So, about 18 years ago, lnhammer and I went for a walk together and decided to give this going out together thing a try. This was news to no one but us; the reaction of our college friends, when told, was roughly, “well, yeah, we knew that.”
We didn’t do it without hesitations. We were juniors, and we’d been best friends ever since the first week of freshman year, and we didn’t want anything, least of all becoming a couple, to mess with that.
We’ve known each other more than half our lives now, and we’re still best friends, and sometimes even now, when I think about how I’m sharing my life with my best friend, I’ll just start grinning, and wonder how on earth I managed to get this lucky.
When I joined my first writer’s group, the Alternate Historians–also in St. Louis, though by the lnhammer had headed to Tucson for grad school, and we were doing the long distance relationship thing, in spite of what everyone says, sometimes works out after all–the group members kept telling me that my stories needed “more emotion, more description.” For months I struggled with this; I knew they were right, but I had no idea how to bring what they were asking for into my stories.
Until one day, suddenly I got it: emotion and description were the same thing. In describing physical details, you convey emotion. A gray day can be soothing or depressing. An orc marching through Ithilien no doubt saw, not the memory of past days and the sad beauty of a neglected and overgrown garden, but an irritating mess of vines that obscured their view of the enemy and tangled at their steps. Description is all about character.
What those struggling trees meant to me was not what they would mean to someone else.
Which, really, I already knew. Because some months after that dry summer, a friend who also lived in St. Louis showed me a poem she’d written during that time. A friend of hers had died the previous spring, and her poem was framed in terms of bones and baked earth. It was a powerful poem, and in it I saw all the physical details of the dry, hot summer I remembered–but described with completely different words and completely different metaphors and completely different emotions. We were in the same place that summer; but we weren’t in the same place at all.

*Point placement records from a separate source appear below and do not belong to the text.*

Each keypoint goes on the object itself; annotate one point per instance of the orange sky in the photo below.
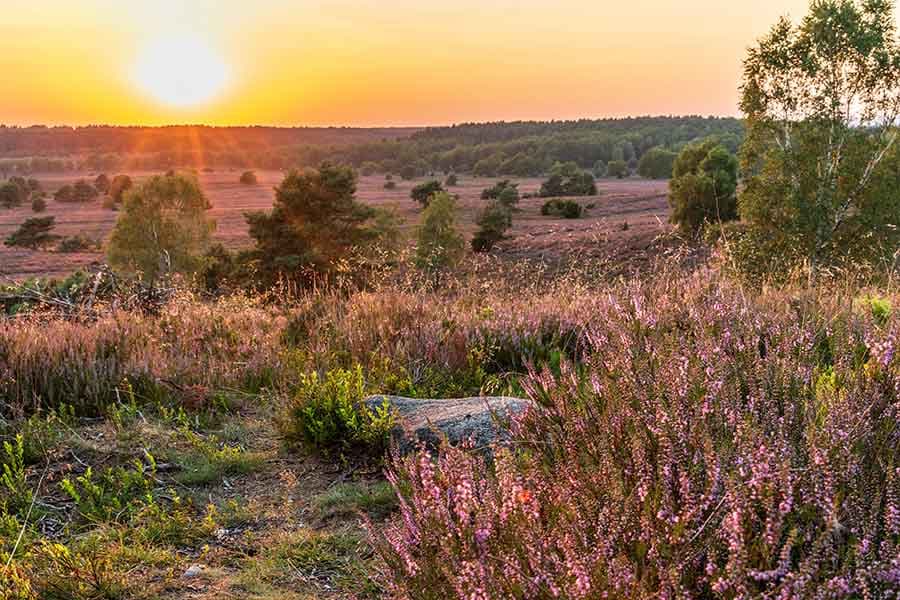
(387, 62)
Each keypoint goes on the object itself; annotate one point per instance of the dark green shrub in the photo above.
(112, 493)
(656, 163)
(423, 192)
(11, 195)
(703, 186)
(498, 189)
(38, 203)
(568, 209)
(493, 222)
(328, 413)
(567, 179)
(77, 243)
(102, 183)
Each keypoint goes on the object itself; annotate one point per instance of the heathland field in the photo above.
(623, 220)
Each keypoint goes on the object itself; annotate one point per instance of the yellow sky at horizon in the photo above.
(393, 62)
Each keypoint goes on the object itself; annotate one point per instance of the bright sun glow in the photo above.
(181, 71)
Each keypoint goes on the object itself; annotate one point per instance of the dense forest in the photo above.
(524, 148)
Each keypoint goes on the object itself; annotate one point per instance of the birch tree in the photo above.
(820, 161)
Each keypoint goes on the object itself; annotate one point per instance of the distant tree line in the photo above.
(519, 149)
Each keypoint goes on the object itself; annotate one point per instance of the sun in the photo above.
(181, 71)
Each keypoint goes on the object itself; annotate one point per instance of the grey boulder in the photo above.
(459, 419)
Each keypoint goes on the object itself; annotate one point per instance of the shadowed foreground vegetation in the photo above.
(710, 441)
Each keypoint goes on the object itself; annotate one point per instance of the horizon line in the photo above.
(89, 125)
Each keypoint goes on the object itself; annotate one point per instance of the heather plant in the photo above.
(113, 493)
(706, 445)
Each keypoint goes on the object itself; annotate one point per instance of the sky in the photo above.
(372, 63)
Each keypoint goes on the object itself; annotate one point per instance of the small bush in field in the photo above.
(568, 209)
(440, 244)
(424, 192)
(77, 243)
(327, 413)
(38, 203)
(493, 222)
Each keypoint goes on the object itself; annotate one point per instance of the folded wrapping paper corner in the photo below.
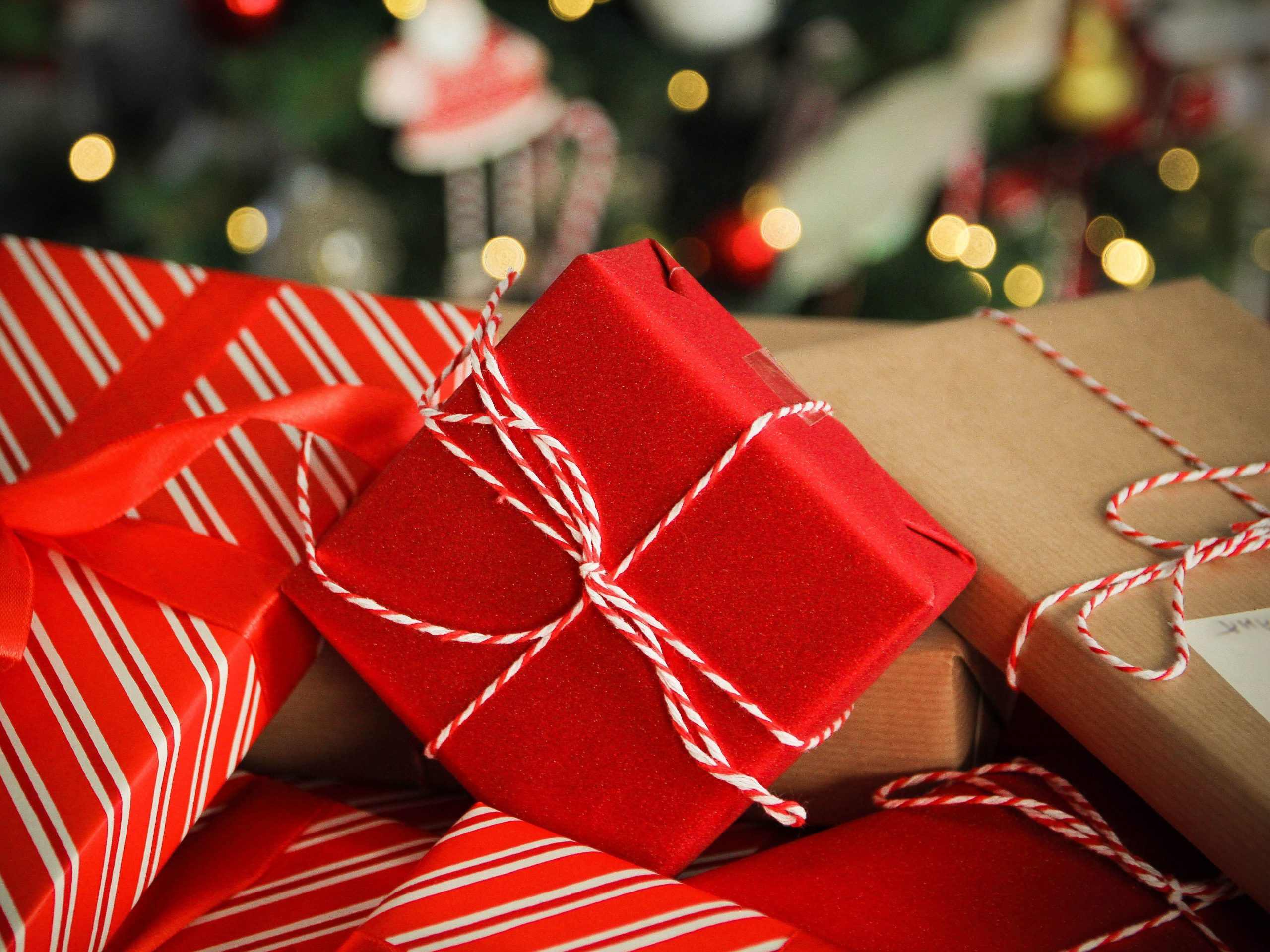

This fascinated me then. It fascinates me now.
One more thing: by the time I followed lnhammer to Tucson, some summers later, the Midwest drought was long over, and the Mississippi was in flood. Towns were in danger of being washed away; rivers flowed among the high branches of trees. I stood beneath the Gateway Arch, and watched the river lap at its steps.
Because I knew I was leaving; because St. Louis was about to stop being my place; because I was about to leave friends behind; because for all of that I very much wanted to leave; because I was heading to a new land that I loved; because that land was someplace where the rivers don’t even have water in them, more often than not–because of all those things, there was something both compelling and poignant about watching the river rise as I prepared to drive away.
But for those who stayed through that summer–willingly or unwillingly; and also for those who left like me, but for reasons of their own–the story they’d tell, the way they’d describe those rains and rising waters, would be a very different thing again.